Chromatography Forum

hi,
I am facing a problem of negative peak after he positive peak of my degradation product

Anamika,

You need to be more specific. What is your MP and diluent? Are you using UV or CAD? Try to give as much info as you can.

Murali

my MP is 70% acetonitrile, 30% ammonium acetate (pH 5) and 0.1% triethylamine.
I am using UV detector and my lambda max is 232.
The diluent for my sample is mobile phase plus 0.1 N HCl (0.1 ml).

Hi Anamika
I fill you try to avoid the 0.1 HCl in final dilution and see is there any effect. Also try to monitor at dual wavelength.
I think this will work.


ALL THE BEST

i cant avoid using 0.1 N HCl because i have to perform the degradation studies of my drug and i have tried the dual detectopr or pda system but my problem continues.

I think you can neutralise the solution befor injecting with NaOH then you inject and see
Hopes it will work.

Anamika,

A negative peak looks just plain wrong but is likely just as reliable for quantitation. Does doubling the standard concentration produce twice the peak area and height?
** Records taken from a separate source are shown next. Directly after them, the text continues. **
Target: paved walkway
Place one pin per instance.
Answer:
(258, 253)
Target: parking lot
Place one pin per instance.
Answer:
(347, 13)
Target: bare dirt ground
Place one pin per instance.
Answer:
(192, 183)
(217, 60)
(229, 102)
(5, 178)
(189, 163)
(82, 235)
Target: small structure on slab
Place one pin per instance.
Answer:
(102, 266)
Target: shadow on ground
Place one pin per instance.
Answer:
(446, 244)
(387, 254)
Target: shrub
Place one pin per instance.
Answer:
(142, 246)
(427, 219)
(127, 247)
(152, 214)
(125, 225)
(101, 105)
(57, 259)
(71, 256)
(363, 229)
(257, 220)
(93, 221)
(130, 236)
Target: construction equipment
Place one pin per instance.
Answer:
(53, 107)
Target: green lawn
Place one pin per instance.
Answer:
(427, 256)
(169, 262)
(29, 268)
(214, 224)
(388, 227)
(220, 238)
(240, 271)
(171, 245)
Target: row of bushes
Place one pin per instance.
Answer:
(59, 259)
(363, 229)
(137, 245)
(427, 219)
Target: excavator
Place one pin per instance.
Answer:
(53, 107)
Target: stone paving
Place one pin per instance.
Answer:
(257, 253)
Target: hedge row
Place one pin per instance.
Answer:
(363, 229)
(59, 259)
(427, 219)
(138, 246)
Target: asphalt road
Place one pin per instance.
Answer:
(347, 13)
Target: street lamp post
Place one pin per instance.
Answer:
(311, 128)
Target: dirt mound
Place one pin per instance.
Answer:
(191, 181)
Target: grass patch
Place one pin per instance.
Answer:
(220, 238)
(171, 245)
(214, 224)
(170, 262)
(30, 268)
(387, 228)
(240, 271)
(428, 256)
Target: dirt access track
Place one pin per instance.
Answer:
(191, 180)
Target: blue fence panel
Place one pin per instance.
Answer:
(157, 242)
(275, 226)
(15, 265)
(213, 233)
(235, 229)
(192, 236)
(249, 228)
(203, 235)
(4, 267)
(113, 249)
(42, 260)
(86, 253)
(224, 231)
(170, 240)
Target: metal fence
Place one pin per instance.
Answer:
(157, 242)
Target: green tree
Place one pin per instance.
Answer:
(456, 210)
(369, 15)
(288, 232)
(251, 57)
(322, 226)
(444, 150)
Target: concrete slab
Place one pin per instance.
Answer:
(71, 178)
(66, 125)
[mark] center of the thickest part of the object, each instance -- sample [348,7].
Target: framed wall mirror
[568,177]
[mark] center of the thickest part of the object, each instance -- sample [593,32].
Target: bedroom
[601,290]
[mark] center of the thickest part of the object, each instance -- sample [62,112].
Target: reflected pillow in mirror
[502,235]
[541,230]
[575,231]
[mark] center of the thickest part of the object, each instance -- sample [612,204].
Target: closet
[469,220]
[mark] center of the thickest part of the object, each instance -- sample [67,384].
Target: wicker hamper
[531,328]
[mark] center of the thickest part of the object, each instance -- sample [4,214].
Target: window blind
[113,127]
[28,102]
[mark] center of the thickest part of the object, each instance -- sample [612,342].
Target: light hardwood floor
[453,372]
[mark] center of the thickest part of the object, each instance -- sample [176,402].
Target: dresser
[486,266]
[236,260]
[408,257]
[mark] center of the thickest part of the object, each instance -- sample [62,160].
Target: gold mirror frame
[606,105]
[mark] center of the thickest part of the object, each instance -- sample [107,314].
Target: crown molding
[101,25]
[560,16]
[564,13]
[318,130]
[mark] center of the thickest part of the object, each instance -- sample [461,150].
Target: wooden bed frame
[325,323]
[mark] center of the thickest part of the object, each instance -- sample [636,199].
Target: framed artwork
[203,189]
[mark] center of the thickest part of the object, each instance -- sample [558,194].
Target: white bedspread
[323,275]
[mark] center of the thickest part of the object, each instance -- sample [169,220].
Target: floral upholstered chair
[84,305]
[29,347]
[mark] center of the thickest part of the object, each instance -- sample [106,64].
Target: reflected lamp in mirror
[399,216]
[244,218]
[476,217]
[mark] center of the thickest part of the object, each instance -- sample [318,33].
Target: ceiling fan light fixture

If you balance the detector then the baseline will be arbitrartily set to '0' absorbance. A negative peak means that there is less absorbance while the peak is passing through the detector than when the mobile phase is passing through. Two likely reasons for this are:

1) The mobile phase has more absorbance than the analyte at the monitored wavelength. Inject a sample of pure water. If you don't get a large negative peak then this is not your problem.

2) Your absorbance at the refence wavelength is larger than at the measured wavelength. Since you have a PDA, measure the spectrum of the peak of interest. If the analyte absorbs more at the reference wavelength than at the measured wavelength then you should be getting negative peaks.

So... try injecting water. Try a shorter wavelength. Try changing your reference wavelength.